Mijn eerste nacht in Parijs min of meer goed geslapen (mijn collega snurkt een beetje en dat ben ik niet gewoon). Het ontbijt blijkt een meevaller. Scrambled eggs, lokale kazen, heerlijke gerookte zalm,… Ik ontwaar zelfs tomaat en komkommer. Een bijzonder on-Frans ontbijt, maar hey, mij hoor je niet klagen. Enige minpuntje (en ook erg on-Frans): het stokbrood is niet vers.
Helaas, de weergoden zijn ons niet gunstig gezind: het regent. Awoert! Nuja, niets aan te doen. Gelukkig heb ik een regenjas bij die ik onder mijn donsjas aandoe, kwestie van droog te blijven, want dat dons zuigt water op als een spons.
Vandaag staat er een rondleiding in de catacomben op het programma. In een ver verleden bezocht ik al eens de Parijse riolen, maar dit stukje Parijse ondergrond is mij tot nu toe onbekend. Mijn collega en ik nemen de (verschrikkelijk drukke en veel te hete) metro naar de dichtsbijzijnde halte bij de catacomben. We zijn te vroeg voor onze afspraak, dus kopen we een beetje op goed geluk een toegangsticket voor het museum met de langste naam ooit: le musée de la Libération de Paris – musée du général Leclerc – musée Jean Moulin.
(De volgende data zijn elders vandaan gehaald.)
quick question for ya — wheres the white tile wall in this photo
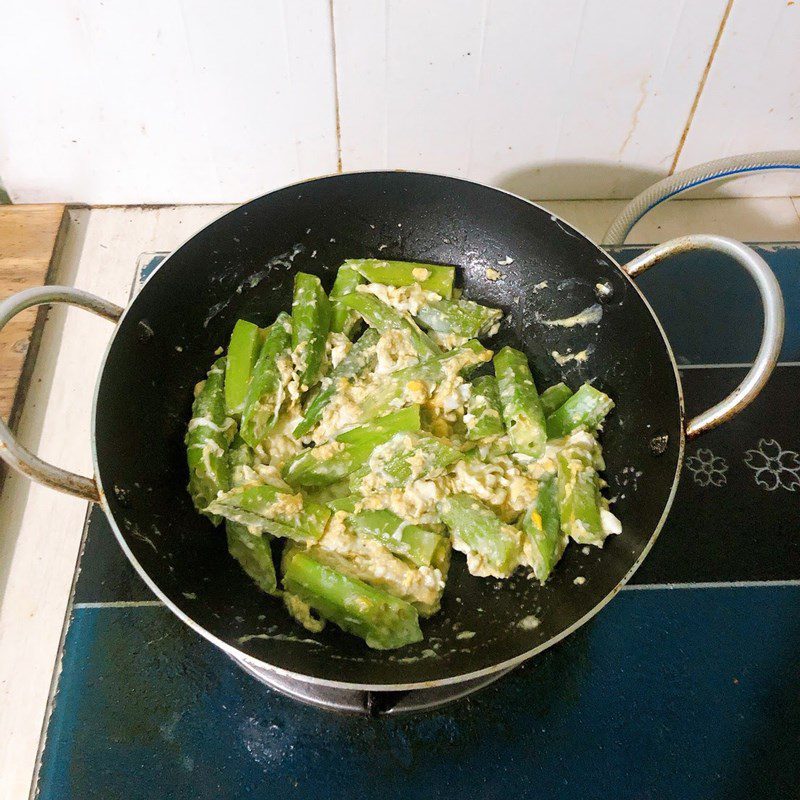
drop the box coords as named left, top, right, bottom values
left=333, top=0, right=729, bottom=199
left=1, top=0, right=799, bottom=203
left=675, top=0, right=800, bottom=198
left=0, top=0, right=338, bottom=204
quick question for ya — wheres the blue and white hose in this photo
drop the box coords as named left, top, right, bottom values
left=603, top=151, right=800, bottom=245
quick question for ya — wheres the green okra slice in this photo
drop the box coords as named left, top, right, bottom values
left=546, top=383, right=615, bottom=439
left=227, top=434, right=256, bottom=487
left=465, top=375, right=504, bottom=440
left=335, top=404, right=421, bottom=446
left=302, top=480, right=351, bottom=507
left=293, top=328, right=379, bottom=438
left=415, top=297, right=502, bottom=339
left=326, top=495, right=359, bottom=513
left=224, top=319, right=263, bottom=417
left=282, top=550, right=424, bottom=650
left=186, top=357, right=233, bottom=521
left=292, top=272, right=331, bottom=388
left=440, top=493, right=522, bottom=578
left=239, top=313, right=292, bottom=447
left=347, top=509, right=448, bottom=568
left=556, top=447, right=605, bottom=545
left=337, top=292, right=440, bottom=359
left=521, top=473, right=565, bottom=583
left=344, top=258, right=455, bottom=299
left=329, top=265, right=364, bottom=338
left=494, top=346, right=547, bottom=458
left=282, top=406, right=422, bottom=487
left=355, top=339, right=492, bottom=423
left=461, top=436, right=513, bottom=462
left=226, top=521, right=278, bottom=595
left=349, top=431, right=462, bottom=493
left=539, top=382, right=574, bottom=417
left=206, top=483, right=331, bottom=544
left=307, top=539, right=447, bottom=618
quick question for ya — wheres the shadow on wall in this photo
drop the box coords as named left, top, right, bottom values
left=495, top=160, right=800, bottom=242
left=495, top=161, right=666, bottom=201
left=496, top=159, right=800, bottom=203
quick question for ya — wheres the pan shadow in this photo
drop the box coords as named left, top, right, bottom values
left=495, top=160, right=800, bottom=242
left=495, top=161, right=665, bottom=201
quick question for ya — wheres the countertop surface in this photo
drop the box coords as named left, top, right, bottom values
left=2, top=197, right=800, bottom=799
left=0, top=205, right=65, bottom=426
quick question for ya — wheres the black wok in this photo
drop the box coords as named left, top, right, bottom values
left=0, top=172, right=783, bottom=692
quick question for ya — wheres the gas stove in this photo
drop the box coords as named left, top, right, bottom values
left=33, top=245, right=800, bottom=798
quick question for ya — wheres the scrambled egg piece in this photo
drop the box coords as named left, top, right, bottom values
left=252, top=404, right=305, bottom=469
left=313, top=377, right=367, bottom=442
left=284, top=592, right=325, bottom=633
left=356, top=282, right=441, bottom=315
left=290, top=339, right=308, bottom=384
left=358, top=479, right=450, bottom=528
left=450, top=457, right=538, bottom=523
left=376, top=329, right=419, bottom=375
left=429, top=331, right=470, bottom=349
left=326, top=332, right=352, bottom=370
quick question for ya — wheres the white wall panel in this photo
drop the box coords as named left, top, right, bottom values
left=675, top=0, right=800, bottom=197
left=2, top=0, right=799, bottom=203
left=0, top=0, right=338, bottom=204
left=333, top=0, right=728, bottom=199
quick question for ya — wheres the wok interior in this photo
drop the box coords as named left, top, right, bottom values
left=95, top=173, right=682, bottom=687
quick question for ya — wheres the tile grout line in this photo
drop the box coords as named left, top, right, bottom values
left=668, top=0, right=735, bottom=175
left=790, top=196, right=800, bottom=229
left=679, top=362, right=799, bottom=369
left=623, top=580, right=800, bottom=591
left=328, top=0, right=343, bottom=173
left=74, top=600, right=164, bottom=609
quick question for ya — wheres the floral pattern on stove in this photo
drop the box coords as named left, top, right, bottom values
left=685, top=448, right=728, bottom=487
left=744, top=439, right=800, bottom=492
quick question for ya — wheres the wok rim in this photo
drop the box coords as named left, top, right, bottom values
left=91, top=170, right=686, bottom=691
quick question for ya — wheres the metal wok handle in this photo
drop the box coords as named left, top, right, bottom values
left=622, top=235, right=784, bottom=438
left=0, top=286, right=123, bottom=501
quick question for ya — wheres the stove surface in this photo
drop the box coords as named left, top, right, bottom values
left=35, top=245, right=800, bottom=799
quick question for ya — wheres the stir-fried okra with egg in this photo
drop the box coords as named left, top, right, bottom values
left=186, top=259, right=620, bottom=650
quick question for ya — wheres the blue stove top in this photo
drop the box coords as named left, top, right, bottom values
left=35, top=244, right=800, bottom=800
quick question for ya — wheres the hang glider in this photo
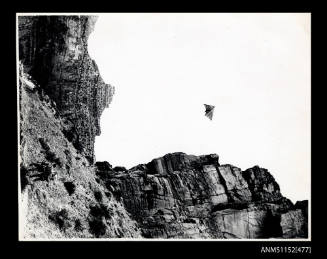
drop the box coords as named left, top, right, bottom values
left=204, top=104, right=215, bottom=120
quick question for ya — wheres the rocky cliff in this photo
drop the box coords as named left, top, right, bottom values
left=19, top=15, right=114, bottom=163
left=95, top=153, right=308, bottom=238
left=18, top=15, right=308, bottom=239
left=19, top=16, right=139, bottom=239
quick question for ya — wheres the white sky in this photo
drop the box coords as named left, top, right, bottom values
left=89, top=13, right=310, bottom=203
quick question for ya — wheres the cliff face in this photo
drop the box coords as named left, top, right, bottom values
left=19, top=16, right=114, bottom=163
left=18, top=15, right=308, bottom=239
left=19, top=16, right=139, bottom=239
left=95, top=153, right=308, bottom=238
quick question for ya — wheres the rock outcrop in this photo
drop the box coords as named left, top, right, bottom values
left=18, top=15, right=308, bottom=239
left=19, top=15, right=114, bottom=163
left=95, top=153, right=308, bottom=239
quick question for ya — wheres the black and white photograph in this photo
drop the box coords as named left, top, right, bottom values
left=17, top=13, right=311, bottom=241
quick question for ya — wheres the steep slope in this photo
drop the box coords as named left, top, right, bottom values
left=19, top=60, right=141, bottom=240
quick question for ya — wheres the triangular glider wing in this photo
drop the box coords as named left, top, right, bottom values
left=204, top=104, right=215, bottom=120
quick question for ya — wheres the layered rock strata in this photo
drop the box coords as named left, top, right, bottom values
left=19, top=15, right=114, bottom=163
left=95, top=153, right=308, bottom=239
left=19, top=15, right=139, bottom=239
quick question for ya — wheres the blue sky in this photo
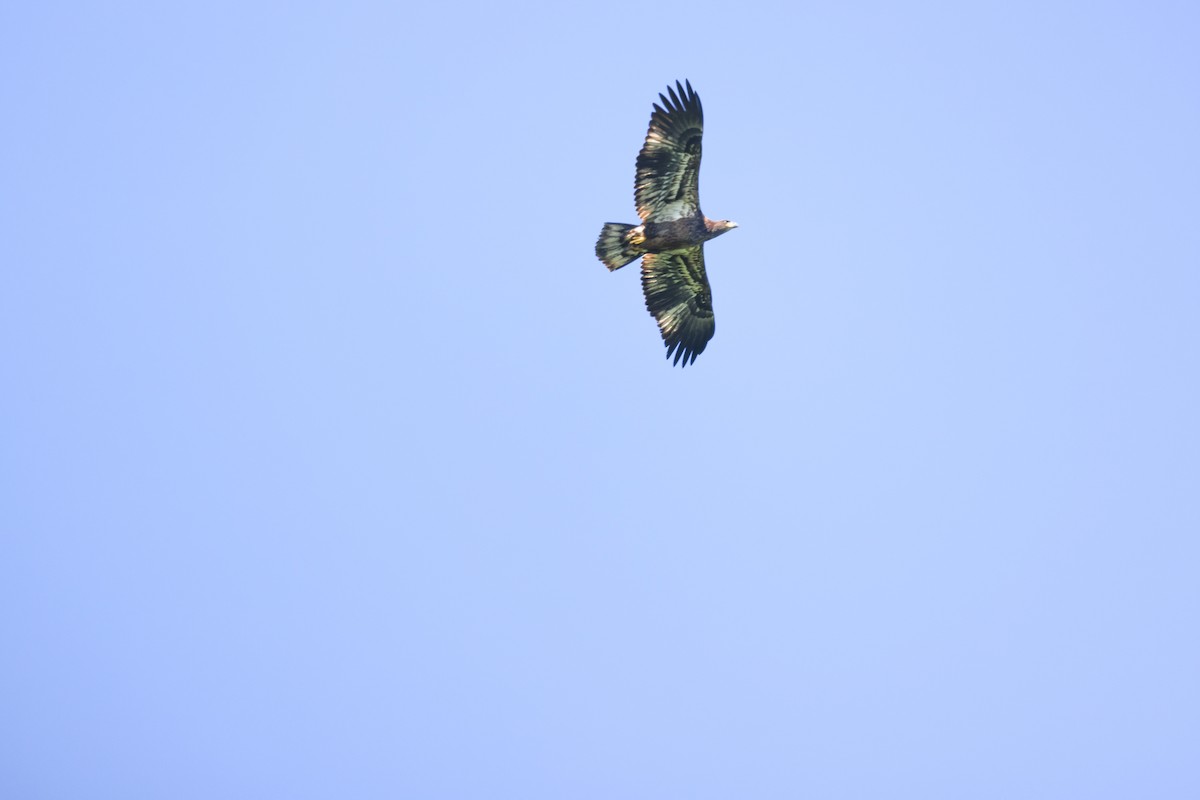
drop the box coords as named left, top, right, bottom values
left=3, top=2, right=1199, bottom=797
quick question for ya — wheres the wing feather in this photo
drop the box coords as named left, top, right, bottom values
left=641, top=247, right=715, bottom=367
left=635, top=80, right=704, bottom=223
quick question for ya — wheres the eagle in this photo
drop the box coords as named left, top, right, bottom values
left=595, top=80, right=738, bottom=367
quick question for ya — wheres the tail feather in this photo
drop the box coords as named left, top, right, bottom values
left=595, top=222, right=643, bottom=271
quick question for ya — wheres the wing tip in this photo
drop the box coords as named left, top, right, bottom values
left=665, top=340, right=704, bottom=367
left=654, top=80, right=702, bottom=120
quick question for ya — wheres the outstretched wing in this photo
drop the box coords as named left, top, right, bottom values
left=641, top=247, right=715, bottom=367
left=635, top=80, right=703, bottom=223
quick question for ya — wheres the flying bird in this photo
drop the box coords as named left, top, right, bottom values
left=596, top=80, right=738, bottom=367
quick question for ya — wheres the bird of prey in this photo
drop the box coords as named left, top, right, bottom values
left=595, top=80, right=738, bottom=367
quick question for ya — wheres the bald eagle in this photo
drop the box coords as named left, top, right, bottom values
left=596, top=80, right=738, bottom=367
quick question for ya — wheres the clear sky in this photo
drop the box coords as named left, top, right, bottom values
left=3, top=2, right=1199, bottom=797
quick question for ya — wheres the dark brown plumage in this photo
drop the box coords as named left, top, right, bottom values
left=595, top=80, right=738, bottom=367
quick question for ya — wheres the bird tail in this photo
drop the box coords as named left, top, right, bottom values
left=595, top=223, right=644, bottom=271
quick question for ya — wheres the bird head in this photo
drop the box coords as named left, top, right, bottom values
left=706, top=218, right=739, bottom=238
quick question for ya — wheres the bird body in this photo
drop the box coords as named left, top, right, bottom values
left=596, top=80, right=737, bottom=366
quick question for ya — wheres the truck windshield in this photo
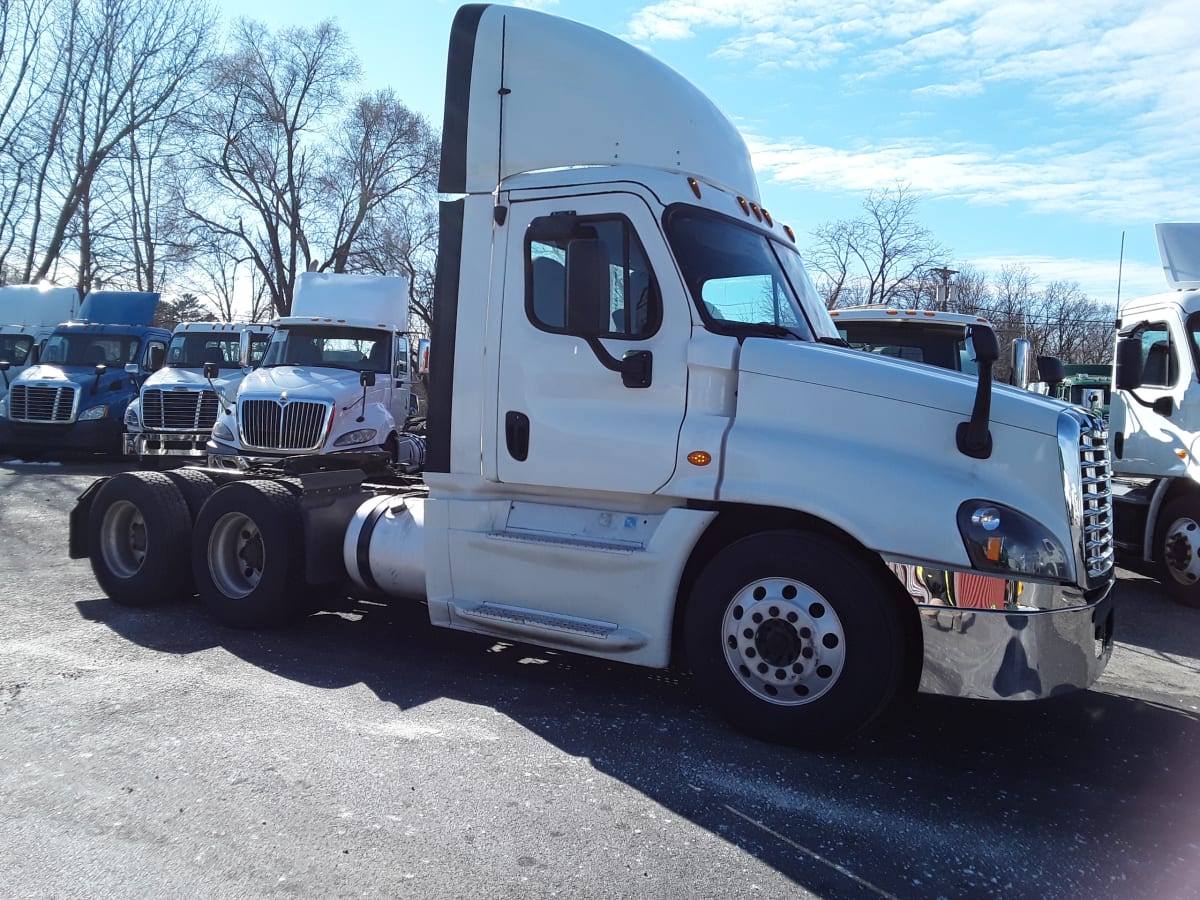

We starten ons bezoek met een afdeling naar de bunker waar tijdens de tweede wereldoorlog la résistance één van haar hoofdkwartieren had. Zulke plekken laten niet na een indruk op mij te maken. Ook het museum zelf, dat in zijn geheel gewijd is aan de helden van het verzet, generaal Leclerc en Jean Moulin blijkt onverwacht interessant. Voor een museum dat we op goed geluk zijn binnen gestapt om droog te blijven is dit een echte meevaller. We moeten ons zelfs haasten om op tijd buiten te zijn voor de rondleiding in de catacomben.
Tien minuten voordat de rondleiding start, ontmoeten we mijn oud-collega en zijn vriend bij de ingang van de catacomben. We treffen daar tevens onze gids die een charmant Engels spreekt met een stevig Frans accent. Ik moet toegeven dat deze rondleiding vrij prijzig is (wij betaalden 87 euro per persoon), maar zeker de moeite waard.
We horen het verhaal van het ontstaan van de grotten onder Parijs. Oorspronkelijk waren dit zandsteengroeves die zich buiten de stadsgrenzen bevonden, maar doordat Parijs (met behulp van al het zandsteen dat in de groeves ontgonnen werd) zeer snel groeide, werden de zandgroeves opgeslokt door het uitdijende Parijs. Dit leidde al snel tot ongelukken: instortingen doordat gebouwd werd op instabiele ondergrond.
Het feit dat de Parijse ondergrond een gatenkaas was geworden door de zandsteengroeves, plaatste de Parisiens voor een uniek probleem: hoe de stabiliteit van hun groeiende stad garanderen. De arbeiders van de zandsteengroeves kregen aldus een nieuwe taak: het stabiliseren van de Parijse ondergrond.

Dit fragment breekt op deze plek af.